Switzerland weak in prevention and aftercare, says expertOf the forty countries in Europe, Switzerland currently has the highest rate of melanoma, the fifth highest rate of breast cancer (the second place for the French-speaking cantons), and the eighth highest rate of prostate cancer. We sat down with the head of the Geneva Cancer Registry, Professor Christine Bouchardy, to discuss the causes of some of these alarming figures, as well as the factors bedeviling cancer care in one of Europe’s healthiest nations.
Each year 35,000 people are diagnosed with cancer in Switzerland. 16,000 people—foreigner and expat alike—will die from it, with over 3,000 succumbing to lung cancer alone. Untold hundreds of thousands more will be forced to alter their daily routine to better take care of a sick friend, relative or spouse. Simple arithmetic means that by the time you go to bed this evening, 95 Swiss residents will have been diagnosed with cancer, and 43 will have died from the disease.
Indeed despite its reputation for healthy living, Switzerland is at the center of what some leading healthcare analysts such as Prof. Christine Bouchardy, have called a cancer epidemic. Prof. Bouchardy, the Chief Medical Officer of the Geneva Cancer Registry (a cantonal public health organization focused on the collation and analysis of cancer-related statistics), not only integrates these figures into her work as a scientist, but also uses them to analyze Geneva’s record on prevention, treatment and aftercare. Cancer survival in Switzerland is also one of the highest in the world. These patterns of high incidence and low mortality reflect that most of resources in our country are devoted to high quality of care, acquisition of new, expensive and attractive technology for cancer diagnosis and treatment. However Switzerland, she says, while strong in treatment, is remarkably weak in prevention, screening strategies and after-care. These weaknesses, she argues, hamper efforts to understand not only the root causes of cancer, but also the side effects of both treatment and disease alike.

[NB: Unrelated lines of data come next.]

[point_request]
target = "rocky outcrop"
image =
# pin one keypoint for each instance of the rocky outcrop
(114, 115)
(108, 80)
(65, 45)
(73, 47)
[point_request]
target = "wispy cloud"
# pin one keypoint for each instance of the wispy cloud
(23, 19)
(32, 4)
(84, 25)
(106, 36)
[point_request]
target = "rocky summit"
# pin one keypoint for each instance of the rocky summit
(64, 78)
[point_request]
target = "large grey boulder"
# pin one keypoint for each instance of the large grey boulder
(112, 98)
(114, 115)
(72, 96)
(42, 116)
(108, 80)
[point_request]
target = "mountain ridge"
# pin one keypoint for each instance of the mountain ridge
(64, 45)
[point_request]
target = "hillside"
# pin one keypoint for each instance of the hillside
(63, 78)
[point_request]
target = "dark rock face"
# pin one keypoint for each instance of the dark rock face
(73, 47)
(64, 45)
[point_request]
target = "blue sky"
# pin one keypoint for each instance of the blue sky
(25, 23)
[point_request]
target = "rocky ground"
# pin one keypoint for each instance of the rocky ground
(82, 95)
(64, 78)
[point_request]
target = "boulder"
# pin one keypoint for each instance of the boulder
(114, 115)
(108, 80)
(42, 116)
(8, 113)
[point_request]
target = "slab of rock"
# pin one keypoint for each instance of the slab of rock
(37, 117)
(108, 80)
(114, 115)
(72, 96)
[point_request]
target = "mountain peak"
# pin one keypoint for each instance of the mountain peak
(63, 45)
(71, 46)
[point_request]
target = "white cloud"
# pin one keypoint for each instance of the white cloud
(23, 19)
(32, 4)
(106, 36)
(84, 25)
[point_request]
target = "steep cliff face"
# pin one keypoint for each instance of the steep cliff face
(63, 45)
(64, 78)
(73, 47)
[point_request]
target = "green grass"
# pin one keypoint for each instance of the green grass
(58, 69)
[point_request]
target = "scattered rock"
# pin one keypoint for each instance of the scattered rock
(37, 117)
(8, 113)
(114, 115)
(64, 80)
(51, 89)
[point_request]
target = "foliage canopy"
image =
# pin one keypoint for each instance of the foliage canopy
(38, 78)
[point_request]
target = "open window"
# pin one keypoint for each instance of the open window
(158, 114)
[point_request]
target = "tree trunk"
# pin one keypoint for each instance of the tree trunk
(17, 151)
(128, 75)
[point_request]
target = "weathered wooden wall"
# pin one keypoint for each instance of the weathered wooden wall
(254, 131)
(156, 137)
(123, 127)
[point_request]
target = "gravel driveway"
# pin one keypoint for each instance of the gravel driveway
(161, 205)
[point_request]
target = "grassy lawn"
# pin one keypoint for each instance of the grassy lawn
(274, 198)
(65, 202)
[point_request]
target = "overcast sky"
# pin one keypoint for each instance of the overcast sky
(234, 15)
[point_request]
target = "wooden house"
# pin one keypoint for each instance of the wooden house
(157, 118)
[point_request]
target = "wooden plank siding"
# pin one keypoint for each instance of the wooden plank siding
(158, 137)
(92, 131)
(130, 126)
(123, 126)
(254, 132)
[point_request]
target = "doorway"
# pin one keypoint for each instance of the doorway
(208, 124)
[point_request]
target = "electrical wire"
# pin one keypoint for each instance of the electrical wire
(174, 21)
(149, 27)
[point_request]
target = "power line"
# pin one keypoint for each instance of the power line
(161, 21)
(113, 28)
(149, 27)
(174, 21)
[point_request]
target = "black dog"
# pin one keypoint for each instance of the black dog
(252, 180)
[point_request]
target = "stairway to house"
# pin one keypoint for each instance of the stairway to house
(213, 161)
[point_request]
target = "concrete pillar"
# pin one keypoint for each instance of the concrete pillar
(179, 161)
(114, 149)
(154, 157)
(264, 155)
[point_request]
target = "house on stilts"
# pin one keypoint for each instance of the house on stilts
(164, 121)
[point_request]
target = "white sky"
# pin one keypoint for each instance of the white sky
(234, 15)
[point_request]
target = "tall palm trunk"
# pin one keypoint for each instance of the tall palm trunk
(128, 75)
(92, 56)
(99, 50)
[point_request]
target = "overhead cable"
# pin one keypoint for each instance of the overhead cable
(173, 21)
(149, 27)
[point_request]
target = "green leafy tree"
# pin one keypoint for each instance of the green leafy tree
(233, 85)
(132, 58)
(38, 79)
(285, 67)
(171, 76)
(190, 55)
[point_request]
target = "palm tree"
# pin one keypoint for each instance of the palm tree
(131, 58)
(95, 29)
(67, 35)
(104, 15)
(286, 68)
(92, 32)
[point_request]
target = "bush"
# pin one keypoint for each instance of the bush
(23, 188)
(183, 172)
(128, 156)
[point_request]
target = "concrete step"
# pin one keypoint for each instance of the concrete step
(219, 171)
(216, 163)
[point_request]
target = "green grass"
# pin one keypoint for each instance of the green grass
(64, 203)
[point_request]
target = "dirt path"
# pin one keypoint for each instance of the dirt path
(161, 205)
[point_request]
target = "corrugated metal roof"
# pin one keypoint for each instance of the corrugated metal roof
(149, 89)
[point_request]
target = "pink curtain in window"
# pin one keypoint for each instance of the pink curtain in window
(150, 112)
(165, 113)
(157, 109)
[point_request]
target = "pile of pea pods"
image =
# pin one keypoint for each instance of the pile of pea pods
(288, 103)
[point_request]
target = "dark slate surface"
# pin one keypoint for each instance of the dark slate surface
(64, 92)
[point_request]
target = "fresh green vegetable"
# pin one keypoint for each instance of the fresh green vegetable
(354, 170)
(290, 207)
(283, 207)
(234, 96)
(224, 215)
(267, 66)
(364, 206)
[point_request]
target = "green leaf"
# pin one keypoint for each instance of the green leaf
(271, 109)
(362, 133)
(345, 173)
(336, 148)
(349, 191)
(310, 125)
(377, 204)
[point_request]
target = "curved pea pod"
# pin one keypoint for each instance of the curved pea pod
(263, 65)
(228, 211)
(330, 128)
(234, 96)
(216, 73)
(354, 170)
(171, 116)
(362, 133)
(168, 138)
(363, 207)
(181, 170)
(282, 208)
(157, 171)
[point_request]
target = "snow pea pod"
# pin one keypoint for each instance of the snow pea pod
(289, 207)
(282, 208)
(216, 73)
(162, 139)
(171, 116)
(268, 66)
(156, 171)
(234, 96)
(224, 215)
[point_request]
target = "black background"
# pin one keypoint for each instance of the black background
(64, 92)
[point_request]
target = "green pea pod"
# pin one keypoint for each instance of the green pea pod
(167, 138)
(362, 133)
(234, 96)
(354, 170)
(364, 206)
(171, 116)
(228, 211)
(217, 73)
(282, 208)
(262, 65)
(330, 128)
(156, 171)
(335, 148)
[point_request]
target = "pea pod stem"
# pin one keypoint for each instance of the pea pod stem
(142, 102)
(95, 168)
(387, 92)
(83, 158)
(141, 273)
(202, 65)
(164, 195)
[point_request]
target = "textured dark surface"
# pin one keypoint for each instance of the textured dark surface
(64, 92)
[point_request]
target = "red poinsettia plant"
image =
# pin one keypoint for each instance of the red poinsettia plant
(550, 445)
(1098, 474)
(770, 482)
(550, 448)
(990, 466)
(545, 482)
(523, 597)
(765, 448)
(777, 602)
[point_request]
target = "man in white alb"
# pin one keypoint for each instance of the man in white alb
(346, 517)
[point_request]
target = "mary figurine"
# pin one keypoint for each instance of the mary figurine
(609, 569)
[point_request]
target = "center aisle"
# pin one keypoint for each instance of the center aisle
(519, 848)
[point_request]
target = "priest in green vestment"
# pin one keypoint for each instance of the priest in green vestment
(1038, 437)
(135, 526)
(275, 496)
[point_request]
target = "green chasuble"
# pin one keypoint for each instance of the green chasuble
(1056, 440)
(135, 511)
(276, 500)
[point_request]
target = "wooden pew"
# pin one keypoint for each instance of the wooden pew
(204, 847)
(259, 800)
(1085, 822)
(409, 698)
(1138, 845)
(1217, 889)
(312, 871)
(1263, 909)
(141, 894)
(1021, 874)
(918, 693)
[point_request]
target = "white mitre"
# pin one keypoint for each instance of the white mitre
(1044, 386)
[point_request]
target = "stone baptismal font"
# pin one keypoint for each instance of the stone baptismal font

Why do some cancers seem to be more prevalent than others? Prof. Bouchardy lays the blame on environmental and behavioral factors. Certain lifestyle choices, she argues, seem to be triggers for the appearance of certain forms of cancer, as well as their prevalence in Swiss society. She rattles off a few sources, and their levels of risk for society at large. Smoking, she mentions, a vice in which 27% of the Swiss population indulges, is a major cause of lung and other cancers. Eating red meat, she explains, appears to also be a potential trigger for colon cancer, and a diet high in smoked, pickled or salted foods is also strongly linked to stomach cancer. Moreover, as Prof. Bouchardy argues, some factors are endemic to Swiss life: Switzerland’s high altitude and a (natural) propensity among its citizenry to indulge in activities taking advantage of the world’s sunny holiday destinations, she claims, are partially responsible for a spike in melanoma rates in young women, as is a recourse to unregulated tanning beds keep a healthy-looking tan during the winter.
Lack of Swiss political priority for cancer prevention and screening Switzerland is one of the richest OECD countries, but puts little efforts in public health.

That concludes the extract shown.